Previous work had suggested that the reason for the improved survival in the CCB group may be due to a subgroup who was also taking aspirin. In the present cohort, six of 164 patients were taking both aspirin and CCBs in combination. There was no evidence on simple (hazard ratio 0.920, P = 0.843) or adjusted cox regression (hazard ratio 0.822, P = 0.644) that patients taking both drugs in combination had a survival benefit over the rest of the cohort.

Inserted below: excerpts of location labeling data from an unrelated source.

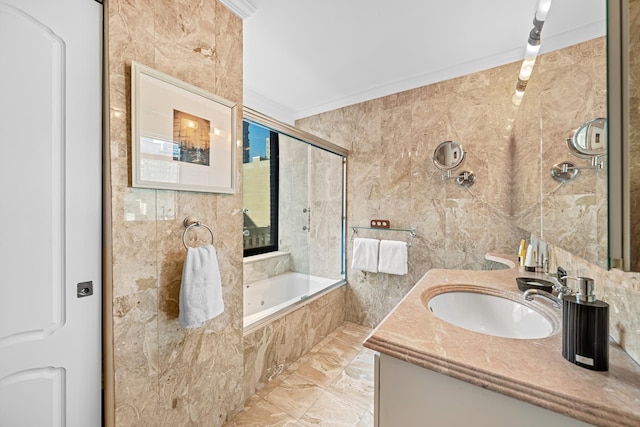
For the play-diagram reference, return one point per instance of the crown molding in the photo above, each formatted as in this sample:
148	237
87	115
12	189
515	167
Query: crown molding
242	8
269	107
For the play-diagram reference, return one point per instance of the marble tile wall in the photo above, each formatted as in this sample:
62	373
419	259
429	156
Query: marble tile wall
567	88
634	127
390	175
271	349
165	375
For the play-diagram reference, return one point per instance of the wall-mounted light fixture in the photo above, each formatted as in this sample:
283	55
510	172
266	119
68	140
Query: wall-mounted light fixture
531	51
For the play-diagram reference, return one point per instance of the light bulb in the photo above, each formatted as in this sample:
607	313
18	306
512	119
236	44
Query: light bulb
542	9
526	69
517	97
531	51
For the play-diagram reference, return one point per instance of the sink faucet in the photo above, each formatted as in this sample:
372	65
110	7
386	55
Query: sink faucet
530	294
560	289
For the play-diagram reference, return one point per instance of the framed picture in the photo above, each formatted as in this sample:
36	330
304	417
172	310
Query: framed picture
183	137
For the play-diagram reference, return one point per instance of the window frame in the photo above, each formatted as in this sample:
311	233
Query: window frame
274	183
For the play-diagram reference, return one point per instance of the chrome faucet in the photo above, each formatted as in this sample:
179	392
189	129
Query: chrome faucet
561	290
530	294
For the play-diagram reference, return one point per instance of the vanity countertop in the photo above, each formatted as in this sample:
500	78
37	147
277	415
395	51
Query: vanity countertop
531	370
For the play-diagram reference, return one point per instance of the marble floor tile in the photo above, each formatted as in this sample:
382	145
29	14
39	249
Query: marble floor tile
331	410
295	395
355	383
332	385
260	413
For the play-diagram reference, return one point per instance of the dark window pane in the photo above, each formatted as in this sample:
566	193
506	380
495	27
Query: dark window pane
260	189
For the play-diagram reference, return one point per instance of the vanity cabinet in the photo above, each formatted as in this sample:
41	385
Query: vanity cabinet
411	396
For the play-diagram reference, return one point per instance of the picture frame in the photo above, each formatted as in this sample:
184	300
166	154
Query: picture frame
182	137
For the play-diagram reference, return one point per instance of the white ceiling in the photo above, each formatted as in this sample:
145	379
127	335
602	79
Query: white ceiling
303	57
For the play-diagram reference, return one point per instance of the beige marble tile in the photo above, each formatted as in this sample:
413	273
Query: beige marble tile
295	395
260	413
331	410
164	375
355	384
321	368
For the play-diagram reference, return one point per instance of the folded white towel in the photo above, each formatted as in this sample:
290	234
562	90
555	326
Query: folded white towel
201	288
365	254
393	257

This retrospective cohort study looked at the effect of CCBs on overall survival in patients with unresectable PDAC. Adjusted Cox regression revealed significantly improved overall survival in patients prescribed CCBs; hazard ratio 0.496 (95% CI = 0.297–0.827; P = 0.007). The Kaplan–Meier estimated median survival was longer for patients prescribed CCBs (15.3 vs 10.1 months), but this did not reach statistical significance (P = 0.131).

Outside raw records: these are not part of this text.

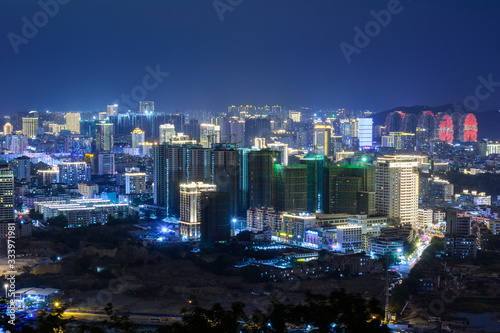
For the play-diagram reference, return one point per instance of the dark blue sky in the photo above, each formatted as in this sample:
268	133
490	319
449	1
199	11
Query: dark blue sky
264	52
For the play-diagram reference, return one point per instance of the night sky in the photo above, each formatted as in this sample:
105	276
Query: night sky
282	52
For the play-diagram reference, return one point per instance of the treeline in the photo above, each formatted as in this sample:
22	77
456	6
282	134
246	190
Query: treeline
337	312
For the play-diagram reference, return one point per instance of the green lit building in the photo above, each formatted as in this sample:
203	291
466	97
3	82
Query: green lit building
290	187
260	178
315	184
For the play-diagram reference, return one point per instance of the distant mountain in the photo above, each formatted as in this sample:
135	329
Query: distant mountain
488	121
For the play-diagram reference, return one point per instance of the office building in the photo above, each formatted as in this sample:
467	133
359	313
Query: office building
74	172
260	167
47	177
167	133
6	200
322	139
7	129
315	181
176	164
106	164
88	190
396	187
209	135
104	137
225	169
282	148
73	122
146	107
215	214
365	133
263	218
138	137
22	168
191	203
290	187
30	127
135	182
349	189
110	111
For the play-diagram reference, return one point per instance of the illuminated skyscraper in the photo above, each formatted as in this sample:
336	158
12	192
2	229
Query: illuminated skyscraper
111	110
365	132
146	107
167	132
73	122
138	137
396	187
104	137
74	172
30	127
209	134
322	139
7	129
190	208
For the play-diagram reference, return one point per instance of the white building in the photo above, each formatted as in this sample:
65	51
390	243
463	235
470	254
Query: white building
396	187
167	133
190	208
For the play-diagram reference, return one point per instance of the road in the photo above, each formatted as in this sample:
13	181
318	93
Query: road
139	318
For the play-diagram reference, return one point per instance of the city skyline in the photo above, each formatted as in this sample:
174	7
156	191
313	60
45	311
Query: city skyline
199	56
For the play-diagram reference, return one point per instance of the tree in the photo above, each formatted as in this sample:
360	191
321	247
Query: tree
119	322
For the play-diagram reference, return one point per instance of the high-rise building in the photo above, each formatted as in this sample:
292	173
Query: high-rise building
282	148
459	242
399	141
135	182
191	204
111	110
295	116
47	177
6	194
365	133
225	170
30	127
260	167
73	122
167	132
146	107
74	172
256	128
7	129
22	168
349	189
87	127
106	164
138	137
104	137
18	144
209	135
215	218
315	181
6	200
176	164
322	139
396	187
290	187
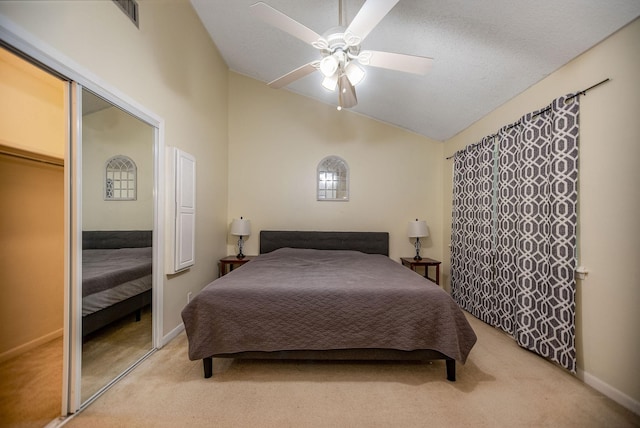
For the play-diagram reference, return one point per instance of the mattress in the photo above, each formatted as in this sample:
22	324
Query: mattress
306	299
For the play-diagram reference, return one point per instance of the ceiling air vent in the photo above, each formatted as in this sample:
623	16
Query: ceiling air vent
130	8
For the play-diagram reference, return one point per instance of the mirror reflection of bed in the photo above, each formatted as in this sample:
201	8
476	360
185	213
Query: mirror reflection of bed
117	229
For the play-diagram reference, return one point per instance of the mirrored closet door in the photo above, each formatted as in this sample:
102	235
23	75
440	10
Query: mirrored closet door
117	212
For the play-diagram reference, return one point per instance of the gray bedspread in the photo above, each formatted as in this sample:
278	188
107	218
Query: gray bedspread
301	299
104	269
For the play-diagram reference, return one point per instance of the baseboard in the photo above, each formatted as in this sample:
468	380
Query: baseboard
611	392
18	350
172	334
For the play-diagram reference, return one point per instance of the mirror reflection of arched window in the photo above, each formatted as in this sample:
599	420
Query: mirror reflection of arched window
333	179
120	179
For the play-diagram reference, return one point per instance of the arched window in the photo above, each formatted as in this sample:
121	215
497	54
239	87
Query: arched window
120	179
333	179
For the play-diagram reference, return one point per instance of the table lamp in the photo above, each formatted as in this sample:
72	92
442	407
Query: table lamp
418	229
240	227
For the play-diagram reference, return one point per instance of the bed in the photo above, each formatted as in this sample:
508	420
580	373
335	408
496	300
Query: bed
116	276
326	295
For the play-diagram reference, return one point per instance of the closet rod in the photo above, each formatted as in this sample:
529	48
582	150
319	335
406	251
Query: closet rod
35	158
582	92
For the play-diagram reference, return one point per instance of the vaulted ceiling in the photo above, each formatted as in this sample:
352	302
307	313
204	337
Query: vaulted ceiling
484	52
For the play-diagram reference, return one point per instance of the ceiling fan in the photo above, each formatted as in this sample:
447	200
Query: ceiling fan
340	51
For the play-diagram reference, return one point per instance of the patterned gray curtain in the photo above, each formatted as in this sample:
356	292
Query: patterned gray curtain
472	231
534	245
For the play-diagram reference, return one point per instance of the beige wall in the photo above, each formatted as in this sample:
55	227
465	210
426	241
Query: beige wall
31	254
24	87
277	139
105	134
172	68
608	342
31	218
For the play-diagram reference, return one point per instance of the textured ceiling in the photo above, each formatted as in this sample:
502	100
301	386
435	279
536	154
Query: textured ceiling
485	51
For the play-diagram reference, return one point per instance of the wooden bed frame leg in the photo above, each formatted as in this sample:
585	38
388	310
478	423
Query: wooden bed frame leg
451	370
208	367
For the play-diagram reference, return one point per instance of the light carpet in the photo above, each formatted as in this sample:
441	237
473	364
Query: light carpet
502	385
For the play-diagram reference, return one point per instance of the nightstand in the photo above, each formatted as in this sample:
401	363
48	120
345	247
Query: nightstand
227	264
426	262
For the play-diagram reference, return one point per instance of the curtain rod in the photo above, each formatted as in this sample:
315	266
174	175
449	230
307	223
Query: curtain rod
582	92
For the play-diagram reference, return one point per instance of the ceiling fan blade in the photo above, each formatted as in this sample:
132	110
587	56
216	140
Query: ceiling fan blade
294	75
346	93
393	61
369	16
279	20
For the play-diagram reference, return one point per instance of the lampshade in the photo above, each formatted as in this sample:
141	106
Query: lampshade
241	227
417	229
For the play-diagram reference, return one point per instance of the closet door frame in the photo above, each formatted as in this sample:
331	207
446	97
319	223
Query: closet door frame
43	55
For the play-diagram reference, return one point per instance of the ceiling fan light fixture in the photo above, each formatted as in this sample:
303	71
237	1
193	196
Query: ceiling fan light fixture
354	72
329	65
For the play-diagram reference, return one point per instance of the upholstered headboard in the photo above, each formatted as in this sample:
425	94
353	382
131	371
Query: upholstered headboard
110	239
366	242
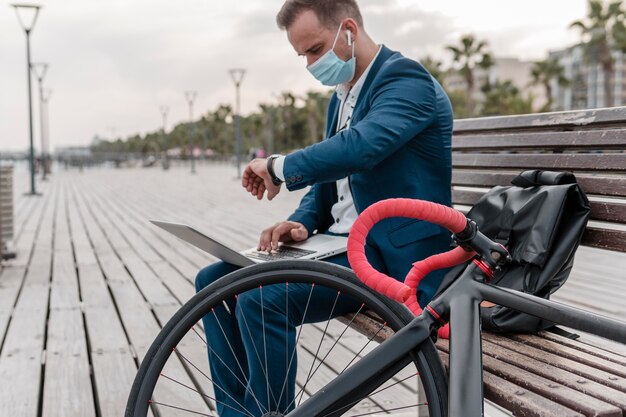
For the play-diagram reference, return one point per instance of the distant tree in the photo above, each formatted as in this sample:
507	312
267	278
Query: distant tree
504	98
469	55
458	99
543	72
434	67
603	31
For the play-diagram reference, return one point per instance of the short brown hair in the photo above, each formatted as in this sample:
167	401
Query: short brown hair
329	12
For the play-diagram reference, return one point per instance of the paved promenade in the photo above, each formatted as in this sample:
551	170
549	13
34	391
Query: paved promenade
94	281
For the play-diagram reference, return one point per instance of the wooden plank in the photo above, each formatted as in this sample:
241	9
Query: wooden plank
114	373
567	120
559	393
67	384
569	352
575	366
520	400
140	323
592	184
605	239
615	162
592	350
20	359
584	139
556	374
600	210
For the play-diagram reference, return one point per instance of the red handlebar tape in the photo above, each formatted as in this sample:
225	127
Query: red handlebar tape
405	292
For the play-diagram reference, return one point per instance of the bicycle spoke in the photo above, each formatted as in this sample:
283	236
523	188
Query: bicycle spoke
247	383
267	381
391	409
181	409
337	340
293	353
256	351
214	384
363	348
332	347
387	410
319	346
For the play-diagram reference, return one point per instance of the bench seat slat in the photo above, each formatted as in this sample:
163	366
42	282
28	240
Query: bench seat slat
514	397
569	364
592	184
600	210
560	162
561	121
568	397
554	373
605	239
585	139
582	357
592	350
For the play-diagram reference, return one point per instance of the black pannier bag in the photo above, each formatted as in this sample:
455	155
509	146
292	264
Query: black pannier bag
540	219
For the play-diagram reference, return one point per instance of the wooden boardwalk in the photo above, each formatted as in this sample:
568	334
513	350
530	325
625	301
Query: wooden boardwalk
94	281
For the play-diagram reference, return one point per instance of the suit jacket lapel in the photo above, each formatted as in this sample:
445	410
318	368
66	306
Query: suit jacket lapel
333	113
383	56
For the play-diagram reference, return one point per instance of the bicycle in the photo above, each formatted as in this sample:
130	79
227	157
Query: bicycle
366	376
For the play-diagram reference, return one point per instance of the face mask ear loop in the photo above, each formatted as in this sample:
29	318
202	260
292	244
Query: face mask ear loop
352	48
337	37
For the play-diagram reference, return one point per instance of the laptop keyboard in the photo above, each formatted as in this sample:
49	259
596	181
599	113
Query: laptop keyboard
284	252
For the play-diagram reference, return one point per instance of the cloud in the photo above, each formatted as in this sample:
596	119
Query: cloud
114	62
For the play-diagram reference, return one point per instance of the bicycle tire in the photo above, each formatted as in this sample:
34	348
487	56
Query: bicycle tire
426	359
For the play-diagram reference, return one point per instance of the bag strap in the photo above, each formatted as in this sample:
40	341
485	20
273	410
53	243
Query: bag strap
537	177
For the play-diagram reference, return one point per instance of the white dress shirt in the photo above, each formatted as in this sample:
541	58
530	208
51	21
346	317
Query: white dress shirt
343	211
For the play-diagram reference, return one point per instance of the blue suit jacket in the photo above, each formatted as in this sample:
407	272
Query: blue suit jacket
398	145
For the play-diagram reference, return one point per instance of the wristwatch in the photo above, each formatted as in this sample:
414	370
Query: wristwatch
270	169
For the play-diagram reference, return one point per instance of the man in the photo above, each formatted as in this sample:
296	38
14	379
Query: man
389	127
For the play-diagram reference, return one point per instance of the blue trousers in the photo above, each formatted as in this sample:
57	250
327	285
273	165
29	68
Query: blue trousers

The improved survival demonstrated by adjusted Cox regression (hazard ratio 0.587) was similar to that seen in our previous study looking at the effect of CCBs in patients undergoing a Whipple’s resection for PDAC (hazard ratio 0.475, P = 0.023), where overall survival was 26.8 months for those prescribed CCBs vs 17.4 months for those not taking the drug .
Repurposing of noncancer medications for use in oncology has ‘substantial advantages’ over the de-novo development of anticancer drugs . CCBs are ideal candidates for repurposing as they are commonly prescribed, with limited side effects, and previous laboratory studies suggest anticancer properties. This significant body of existing literature that offers potential mechanisms by which CCBs may have a therapeutic benefit in cancer [7,8]. Potential effects include promoting apoptosis, inhibiting proliferation and metastasis and sensitizing PDAC cells to chemotherapy.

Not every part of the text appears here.